Russia to expand annexation
KYIV (AP):
Russia planned to annex more of Ukraine on Friday in an escalation of the seven-month war that was expected to isolate the Kremlin further, draw it more international punishment, and bring Ukraine extra military, political and economic support.
The annexation — and planned celebratory concerts and rallies in Moscow and the occupied territories — would come just days after voters supposedly approved Moscow-managed ‘referendums’ that Ukrainian and Western officials have denounced as illegal, forced and rigged.
Kremlin spokesman Dmitry Peskov told reporters on Thursday that four regions of Ukraine — Luhansk, Donetsk, Kherson and Zaporizhzhia — would be folded into Russia during a Kremlin ceremony attended by President Vladimir Putin, who is expected to give a major speech. Peskov said the regions’ pro-Moscow administrators would sign treaties to join Russia in the Kremlin’s ornate St George’s Hall.
In an apparent response, Ukrainian President Volodymyr Zelenskyy called an emergency meeting on Friday of his National Security and Defense Council.

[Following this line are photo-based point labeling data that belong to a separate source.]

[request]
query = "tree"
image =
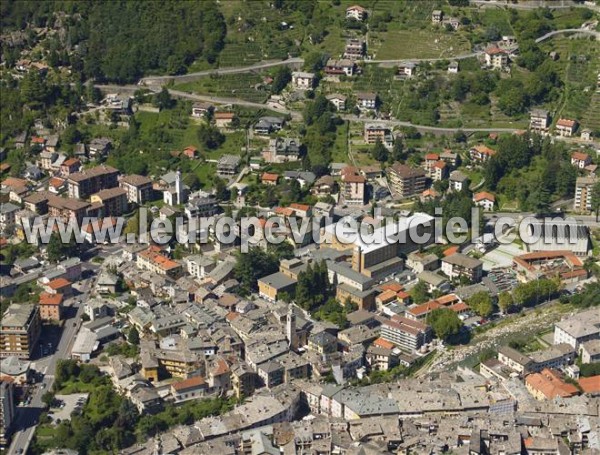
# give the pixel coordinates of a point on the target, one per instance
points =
(481, 303)
(134, 336)
(379, 152)
(57, 250)
(163, 99)
(48, 398)
(444, 322)
(251, 266)
(505, 301)
(210, 136)
(222, 193)
(398, 151)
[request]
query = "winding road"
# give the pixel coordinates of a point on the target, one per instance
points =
(583, 31)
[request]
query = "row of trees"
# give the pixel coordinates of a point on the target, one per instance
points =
(313, 288)
(109, 423)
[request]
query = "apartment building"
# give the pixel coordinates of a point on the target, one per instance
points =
(539, 120)
(578, 329)
(152, 259)
(228, 164)
(405, 333)
(20, 330)
(51, 306)
(138, 188)
(583, 193)
(113, 201)
(565, 127)
(459, 265)
(7, 412)
(481, 153)
(83, 184)
(367, 100)
(406, 181)
(338, 67)
(496, 58)
(374, 132)
(353, 186)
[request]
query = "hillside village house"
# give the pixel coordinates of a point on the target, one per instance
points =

The US and its allies have promised to adopt even more sanctions than they’ve already levied against Russia, and to offer millions of dollars in extra support for Ukraine as the Kremlin duplicates the annexation playbook it followed when it incorporated Ukraine’s Crimean Peninsula in 2014.
Ukraine has repeated its vows to recapture the four regions, as well as Crimea. For its part, Russia pledges to defend all its territory — including newly annexed regions — by all available means, including nuclear weapons.
Heightening the tensions are Russia’s partial military mobilisation and allegations of sabotage of two Russian pipelines on the Baltic Sea floor that were designed to feed natural gas to Europe. Adding to the Kremlin’s woes is Ukraine’s success in recapturing some of the very land Russia is annexing and problems with the mobilisation that President Vladimir Putin acknowledged on Thursday.
Ukraine’s Western supporters have described the stage-managed referendums on whether to live under Russian rule as a bald-faced land grab based on lies. They say some people were forced to vote at gunpoint in an election without independent observers, on territory from which thousands of residents have fled or been forcibly deported.
In unusually strong language, UN Secretary General Antonio Guterres told reporters on Thursday in New York that Russia’s annexation would violate the UN Charter and has “no legal value”. He described the move as “a dangerous escalation” and said it “must not be accepted”.
“Any decision by Russia to go forward will further jeopardise the prospects for peace,” Guterres said.
As a veto-wielding permanent member of the UN Security Council, Russia bears “a particular responsibility” to respect the UN Charter, the secretary general said.
UN spokesman Stephane Dujarric said Guterres conveyed the message to Russia’s UN Ambassador Vassily Nebenzia during a meeting on Wednesday.
The European Union also objected strongly to Russia’s plans.